Turkish annual consumer price inflation slowed to 38.1 per cent in March, official data showed on Thursday, lower than a Reuters poll forecast and extending its fall from a peak of around 75 per cent last May.
Turkey’s inflation sustained its downward trend last month despite a sell-off of Turkish assets following the detention of Istanbul Mayor Ekrem Imamoglu.
His arrest provoked the largest anti-government protests
in a decade and sent the lira currency tumbling to a record low.
Month-on-month, inflation was 2.46 per cent, according to the Turkish Statistical Institute, also below forecasts. In February, inflation stood at 2.27 per cent on a monthly basis and 39.05 per cent annually.
Annual inflation in the key food and non-alcoholic drinks sector was slightly lower than the headline rate, at 37.12 per cent.
Price hikes were led by a 80.42 per cent rise in education prices, followed by a 68.63 per cent increase in housing prices.
In a Reuters poll, monthly inflation rate is seen edging up to 3 per cent in March, with the annual rate seen falling to 38.9 per cent.
Based on the median forecast of nine poll respondents, year-end inflation is seen at 29.75 per cent, up one percentage point from the previous poll, due to fallout from the market volatility last week in which Turkish assets fell.
The domestic producer price index rose 1.88 per cent month-on-month (m-o-m) in March for an annual rise of 23.5 per cent, the data showed.
Meanwhile Turkey’s manufacturing sector contracted further in March, with output and new orders continuing to ease amid difficult market conditions both domestically and internationally, a survey showed on Wednesday.
The Purchasing Managers’ Index (PMI) slipped to 47.3 from 48.3 in February, marking the lowest reading since October last year, survey compilers S&P Global reported. A PMI reading below 50 indicates a contraction in activity.
March marked the 21st consecutive month of declining new orders, with the slowdown being the most pronounced since last October. New export orders fell at the fastest pace since November 2022.
“Challenging market conditions both at home and abroad meant for further moderations in output and new orders in March as Turkish firms struggled to secure business,” said Andrew Harker, Economics Director at S&P Global Market Intelligence.
Despite the downturn, there were signs of stabilisation in some areas. Inventory levels held steady after 10 months of depletion, and suppliers’ delivery times improved for the first time in six months, reflecting reduced demand for inputs.
Inflationary pressures eased slightly although currency weakness continued to drive up costs.

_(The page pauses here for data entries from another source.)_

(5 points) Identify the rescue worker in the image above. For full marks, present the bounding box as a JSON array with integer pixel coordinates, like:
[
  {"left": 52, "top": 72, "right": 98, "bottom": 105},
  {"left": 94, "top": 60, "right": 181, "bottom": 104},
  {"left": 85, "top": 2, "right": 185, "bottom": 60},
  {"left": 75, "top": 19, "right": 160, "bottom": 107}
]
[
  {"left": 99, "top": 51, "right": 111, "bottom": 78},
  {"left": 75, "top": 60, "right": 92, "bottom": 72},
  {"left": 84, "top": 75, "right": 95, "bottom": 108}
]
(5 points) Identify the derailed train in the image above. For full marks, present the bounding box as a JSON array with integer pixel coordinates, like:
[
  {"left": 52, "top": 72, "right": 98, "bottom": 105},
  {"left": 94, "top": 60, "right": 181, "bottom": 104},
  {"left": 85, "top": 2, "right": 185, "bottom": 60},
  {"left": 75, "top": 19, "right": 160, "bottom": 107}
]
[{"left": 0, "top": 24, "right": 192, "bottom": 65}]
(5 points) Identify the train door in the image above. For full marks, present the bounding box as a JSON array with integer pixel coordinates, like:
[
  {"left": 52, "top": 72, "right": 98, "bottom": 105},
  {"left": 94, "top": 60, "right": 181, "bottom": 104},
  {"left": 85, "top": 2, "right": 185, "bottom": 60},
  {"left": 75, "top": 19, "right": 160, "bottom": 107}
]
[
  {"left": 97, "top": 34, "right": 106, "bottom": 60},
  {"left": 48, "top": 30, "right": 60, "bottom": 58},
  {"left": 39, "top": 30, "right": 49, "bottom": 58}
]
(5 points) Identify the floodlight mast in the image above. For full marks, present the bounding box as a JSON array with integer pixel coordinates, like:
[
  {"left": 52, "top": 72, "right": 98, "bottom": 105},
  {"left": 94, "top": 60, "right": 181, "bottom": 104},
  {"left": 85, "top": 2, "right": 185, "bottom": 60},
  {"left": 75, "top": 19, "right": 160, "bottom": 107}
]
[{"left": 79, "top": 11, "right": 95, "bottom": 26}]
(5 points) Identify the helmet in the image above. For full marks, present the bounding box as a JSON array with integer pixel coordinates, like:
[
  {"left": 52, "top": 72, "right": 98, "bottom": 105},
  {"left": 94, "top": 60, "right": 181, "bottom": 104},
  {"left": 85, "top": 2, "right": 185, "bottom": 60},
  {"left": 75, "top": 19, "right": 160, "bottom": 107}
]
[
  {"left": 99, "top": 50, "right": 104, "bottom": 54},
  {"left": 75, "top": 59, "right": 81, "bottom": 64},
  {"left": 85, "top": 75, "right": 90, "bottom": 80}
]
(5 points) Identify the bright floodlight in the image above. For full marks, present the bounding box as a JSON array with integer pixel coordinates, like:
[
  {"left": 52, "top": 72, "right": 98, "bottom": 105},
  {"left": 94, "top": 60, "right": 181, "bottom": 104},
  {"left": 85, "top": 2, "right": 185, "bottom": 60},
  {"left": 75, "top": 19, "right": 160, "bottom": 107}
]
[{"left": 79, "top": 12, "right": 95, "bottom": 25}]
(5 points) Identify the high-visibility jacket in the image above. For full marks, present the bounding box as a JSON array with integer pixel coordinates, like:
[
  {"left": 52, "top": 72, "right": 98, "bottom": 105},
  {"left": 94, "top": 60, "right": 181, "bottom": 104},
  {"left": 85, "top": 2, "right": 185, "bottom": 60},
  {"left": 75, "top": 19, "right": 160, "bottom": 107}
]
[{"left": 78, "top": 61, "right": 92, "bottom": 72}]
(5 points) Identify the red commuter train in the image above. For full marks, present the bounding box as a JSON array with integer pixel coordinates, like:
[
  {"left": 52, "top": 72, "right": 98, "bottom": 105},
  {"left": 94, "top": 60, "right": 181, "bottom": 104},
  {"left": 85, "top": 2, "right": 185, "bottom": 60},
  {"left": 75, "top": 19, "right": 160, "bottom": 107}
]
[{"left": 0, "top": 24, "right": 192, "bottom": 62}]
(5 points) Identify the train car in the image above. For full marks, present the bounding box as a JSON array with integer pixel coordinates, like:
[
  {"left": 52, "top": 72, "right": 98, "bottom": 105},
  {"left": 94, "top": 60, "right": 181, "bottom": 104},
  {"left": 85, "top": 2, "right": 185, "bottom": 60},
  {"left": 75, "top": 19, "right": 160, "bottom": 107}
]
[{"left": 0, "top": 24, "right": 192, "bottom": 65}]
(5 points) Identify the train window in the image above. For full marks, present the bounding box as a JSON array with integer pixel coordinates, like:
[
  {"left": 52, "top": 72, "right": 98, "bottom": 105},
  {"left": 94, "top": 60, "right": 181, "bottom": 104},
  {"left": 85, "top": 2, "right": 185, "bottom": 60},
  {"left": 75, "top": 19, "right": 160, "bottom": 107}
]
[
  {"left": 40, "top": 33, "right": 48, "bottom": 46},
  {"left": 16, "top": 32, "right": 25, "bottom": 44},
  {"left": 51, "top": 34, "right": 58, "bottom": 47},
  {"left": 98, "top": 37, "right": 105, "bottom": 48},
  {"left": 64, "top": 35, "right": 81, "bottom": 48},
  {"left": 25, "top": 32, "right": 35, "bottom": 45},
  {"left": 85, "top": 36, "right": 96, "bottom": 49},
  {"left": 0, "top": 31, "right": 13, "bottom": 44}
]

Employment in the sector also saw a slight reduction for the fourth consecutive month, though the decrease was the smallest so far this year.
Manufacturers remain cautiously optimistic about future output, hoping for improvements in new orders and demand from the construction sector over the coming year.

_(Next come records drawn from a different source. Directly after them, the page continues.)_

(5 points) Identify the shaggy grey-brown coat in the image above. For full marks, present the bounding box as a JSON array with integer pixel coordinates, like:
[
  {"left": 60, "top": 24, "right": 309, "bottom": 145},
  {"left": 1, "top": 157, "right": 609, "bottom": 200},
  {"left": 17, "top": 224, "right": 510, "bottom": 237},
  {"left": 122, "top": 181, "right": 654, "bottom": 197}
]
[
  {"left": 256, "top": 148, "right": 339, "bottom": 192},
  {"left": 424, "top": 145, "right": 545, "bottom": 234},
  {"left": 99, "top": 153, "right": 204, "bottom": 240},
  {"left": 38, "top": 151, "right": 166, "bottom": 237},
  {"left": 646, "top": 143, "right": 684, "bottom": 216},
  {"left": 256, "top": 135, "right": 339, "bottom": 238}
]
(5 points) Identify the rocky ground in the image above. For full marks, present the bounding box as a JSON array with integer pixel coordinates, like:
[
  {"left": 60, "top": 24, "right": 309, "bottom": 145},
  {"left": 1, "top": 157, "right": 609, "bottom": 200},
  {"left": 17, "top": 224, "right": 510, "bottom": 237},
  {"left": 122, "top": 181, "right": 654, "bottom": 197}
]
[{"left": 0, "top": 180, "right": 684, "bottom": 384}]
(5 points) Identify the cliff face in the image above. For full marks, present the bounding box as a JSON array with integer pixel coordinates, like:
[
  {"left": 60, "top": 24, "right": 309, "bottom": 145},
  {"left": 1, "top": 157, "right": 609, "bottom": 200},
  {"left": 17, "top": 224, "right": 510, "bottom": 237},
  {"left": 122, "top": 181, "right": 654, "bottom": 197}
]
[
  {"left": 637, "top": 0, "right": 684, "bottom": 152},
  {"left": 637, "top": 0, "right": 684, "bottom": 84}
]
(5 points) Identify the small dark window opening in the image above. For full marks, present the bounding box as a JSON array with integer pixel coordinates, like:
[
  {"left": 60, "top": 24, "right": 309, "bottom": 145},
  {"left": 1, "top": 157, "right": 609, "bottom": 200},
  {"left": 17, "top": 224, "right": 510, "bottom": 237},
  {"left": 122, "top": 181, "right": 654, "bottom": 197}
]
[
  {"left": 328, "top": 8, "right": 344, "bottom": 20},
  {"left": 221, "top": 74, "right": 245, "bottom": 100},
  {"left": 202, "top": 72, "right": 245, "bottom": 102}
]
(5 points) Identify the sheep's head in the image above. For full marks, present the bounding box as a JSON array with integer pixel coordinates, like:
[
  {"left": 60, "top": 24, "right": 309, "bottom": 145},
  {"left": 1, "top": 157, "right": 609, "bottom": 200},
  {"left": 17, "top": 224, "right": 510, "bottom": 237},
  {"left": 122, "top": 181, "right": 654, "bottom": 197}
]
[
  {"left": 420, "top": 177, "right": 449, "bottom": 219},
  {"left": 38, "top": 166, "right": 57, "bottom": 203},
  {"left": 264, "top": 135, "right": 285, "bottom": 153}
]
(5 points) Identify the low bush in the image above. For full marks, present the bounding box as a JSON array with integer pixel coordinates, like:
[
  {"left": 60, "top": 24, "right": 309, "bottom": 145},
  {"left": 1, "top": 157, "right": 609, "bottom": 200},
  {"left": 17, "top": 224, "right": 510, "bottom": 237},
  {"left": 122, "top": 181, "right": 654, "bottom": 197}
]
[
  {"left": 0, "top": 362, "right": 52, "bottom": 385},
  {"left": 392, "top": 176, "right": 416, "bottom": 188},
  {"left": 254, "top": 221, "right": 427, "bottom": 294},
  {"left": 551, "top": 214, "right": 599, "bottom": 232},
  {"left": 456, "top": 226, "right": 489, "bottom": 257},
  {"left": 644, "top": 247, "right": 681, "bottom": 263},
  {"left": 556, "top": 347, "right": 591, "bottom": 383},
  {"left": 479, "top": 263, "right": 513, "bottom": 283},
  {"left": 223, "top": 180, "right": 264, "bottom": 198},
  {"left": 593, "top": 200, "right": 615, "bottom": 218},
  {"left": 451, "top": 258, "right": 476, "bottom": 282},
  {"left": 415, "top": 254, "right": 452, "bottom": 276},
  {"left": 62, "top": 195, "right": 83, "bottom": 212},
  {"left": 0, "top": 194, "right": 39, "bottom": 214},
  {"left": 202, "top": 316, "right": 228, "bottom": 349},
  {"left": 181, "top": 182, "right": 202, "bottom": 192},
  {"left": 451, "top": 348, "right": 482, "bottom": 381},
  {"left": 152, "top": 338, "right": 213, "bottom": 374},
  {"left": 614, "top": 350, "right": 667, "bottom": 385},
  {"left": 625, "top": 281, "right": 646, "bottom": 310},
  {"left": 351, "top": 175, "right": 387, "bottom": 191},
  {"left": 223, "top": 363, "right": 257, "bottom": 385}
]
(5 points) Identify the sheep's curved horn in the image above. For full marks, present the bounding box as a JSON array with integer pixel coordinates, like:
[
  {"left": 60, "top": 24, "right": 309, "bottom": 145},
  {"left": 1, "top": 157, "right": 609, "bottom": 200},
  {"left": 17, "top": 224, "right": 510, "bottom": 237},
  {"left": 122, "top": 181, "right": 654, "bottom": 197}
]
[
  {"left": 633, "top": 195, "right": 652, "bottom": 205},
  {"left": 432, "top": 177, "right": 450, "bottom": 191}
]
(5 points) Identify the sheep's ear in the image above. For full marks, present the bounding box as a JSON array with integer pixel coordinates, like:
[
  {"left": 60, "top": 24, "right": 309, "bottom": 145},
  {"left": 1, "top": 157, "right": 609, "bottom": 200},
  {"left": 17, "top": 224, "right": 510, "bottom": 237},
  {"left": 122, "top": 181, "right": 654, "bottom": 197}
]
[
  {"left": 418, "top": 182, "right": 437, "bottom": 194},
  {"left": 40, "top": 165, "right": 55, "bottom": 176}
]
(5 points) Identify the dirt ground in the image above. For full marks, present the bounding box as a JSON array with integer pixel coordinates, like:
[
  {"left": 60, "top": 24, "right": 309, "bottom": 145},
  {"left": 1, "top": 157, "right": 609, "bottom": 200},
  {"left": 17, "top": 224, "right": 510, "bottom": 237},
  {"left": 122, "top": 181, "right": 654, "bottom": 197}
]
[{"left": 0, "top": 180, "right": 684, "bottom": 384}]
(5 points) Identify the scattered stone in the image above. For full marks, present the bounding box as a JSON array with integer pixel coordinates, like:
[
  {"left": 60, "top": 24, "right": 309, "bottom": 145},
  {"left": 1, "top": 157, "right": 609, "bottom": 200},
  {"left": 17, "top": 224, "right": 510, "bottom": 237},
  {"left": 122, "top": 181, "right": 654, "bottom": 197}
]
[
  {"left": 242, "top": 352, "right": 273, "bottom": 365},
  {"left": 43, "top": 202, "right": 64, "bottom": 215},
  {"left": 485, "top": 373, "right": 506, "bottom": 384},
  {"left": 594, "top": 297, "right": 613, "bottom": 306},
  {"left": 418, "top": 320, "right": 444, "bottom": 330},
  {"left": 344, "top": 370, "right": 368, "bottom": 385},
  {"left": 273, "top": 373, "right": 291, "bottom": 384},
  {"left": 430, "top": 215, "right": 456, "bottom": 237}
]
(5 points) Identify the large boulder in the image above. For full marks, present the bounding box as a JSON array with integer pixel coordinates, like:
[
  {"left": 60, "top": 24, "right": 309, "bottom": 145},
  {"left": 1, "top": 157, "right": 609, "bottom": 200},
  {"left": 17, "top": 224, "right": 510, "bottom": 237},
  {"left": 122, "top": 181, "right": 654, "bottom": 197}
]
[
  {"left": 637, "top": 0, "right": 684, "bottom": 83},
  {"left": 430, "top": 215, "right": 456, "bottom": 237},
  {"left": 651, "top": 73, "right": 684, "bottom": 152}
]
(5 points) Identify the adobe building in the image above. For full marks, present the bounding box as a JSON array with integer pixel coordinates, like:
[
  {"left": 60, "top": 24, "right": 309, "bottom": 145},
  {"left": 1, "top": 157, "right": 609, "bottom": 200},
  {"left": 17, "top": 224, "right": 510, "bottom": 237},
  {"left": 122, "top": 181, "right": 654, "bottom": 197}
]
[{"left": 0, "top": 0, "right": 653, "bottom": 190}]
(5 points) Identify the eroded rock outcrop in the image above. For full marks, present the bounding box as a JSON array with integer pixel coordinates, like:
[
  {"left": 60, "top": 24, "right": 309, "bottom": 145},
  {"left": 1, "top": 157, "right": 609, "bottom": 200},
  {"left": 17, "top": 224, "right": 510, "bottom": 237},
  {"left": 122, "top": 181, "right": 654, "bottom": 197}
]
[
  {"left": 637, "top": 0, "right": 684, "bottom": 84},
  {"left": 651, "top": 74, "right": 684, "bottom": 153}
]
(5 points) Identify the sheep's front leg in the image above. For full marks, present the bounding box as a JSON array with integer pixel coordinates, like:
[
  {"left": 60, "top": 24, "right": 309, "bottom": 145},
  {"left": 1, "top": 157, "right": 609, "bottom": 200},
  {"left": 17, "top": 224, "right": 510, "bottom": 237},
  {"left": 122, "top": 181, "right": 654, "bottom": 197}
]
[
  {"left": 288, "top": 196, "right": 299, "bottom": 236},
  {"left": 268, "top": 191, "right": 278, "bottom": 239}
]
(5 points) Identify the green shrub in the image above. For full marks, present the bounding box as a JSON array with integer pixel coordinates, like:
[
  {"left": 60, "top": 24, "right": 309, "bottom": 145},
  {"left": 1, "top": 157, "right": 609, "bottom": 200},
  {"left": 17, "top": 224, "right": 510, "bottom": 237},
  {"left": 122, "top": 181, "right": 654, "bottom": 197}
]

Meanwhile Turkey’s central bank said it would take additional actions if necessary to ensure the smooth functioning of financial markets, as it assesses risks to inflation from recent market developments.
The detention of Istanbul mayor Ekrem Imamoglu, President Tayyip Erdogan’s main political rival, which sparked biggest protests in Turkey in more than a decade, had caused strong market volatility and a major market sell-off.
The Monetary Policy Committee (MPC) held an interim meeting to review financial market conditions last week and has implemented measures to support its tight monetary stance, the bank said in a statement.
The bank suspended one-week repo auctions and hiked its overnight lending rate to 46 per cent in the interim meeting.
In a research note, Goldman Sachs said it expected the central bank to raise its policy rate by 350 basis points “to show its ability and willingness to implement its disinflation program”.
The moves last week effectively raised its average cost of funding by 350 basis points, the Wall Street bank said, and allowed for more time for internal discussion with other stakeholders prior to raising the main repo rate.
Turkish Finance Minister Mehmet Simsek and Central Bank Governor Fatih Karahan told international investors that they would do whatever was needed to tame market turmoil. On Monday, Istanbul stocks rebounded nearly 3 per cent while the lira held steady against the dollar.
The Borsa Istanbul benchmark index ended last week down 16.6 per cent, its worst drop since the global financial crisis in October 2008.
The Treasury, central bank, the BDDK banking watchdog and capital markets board held a series of meetings with market actors over the weekend and announced several steps.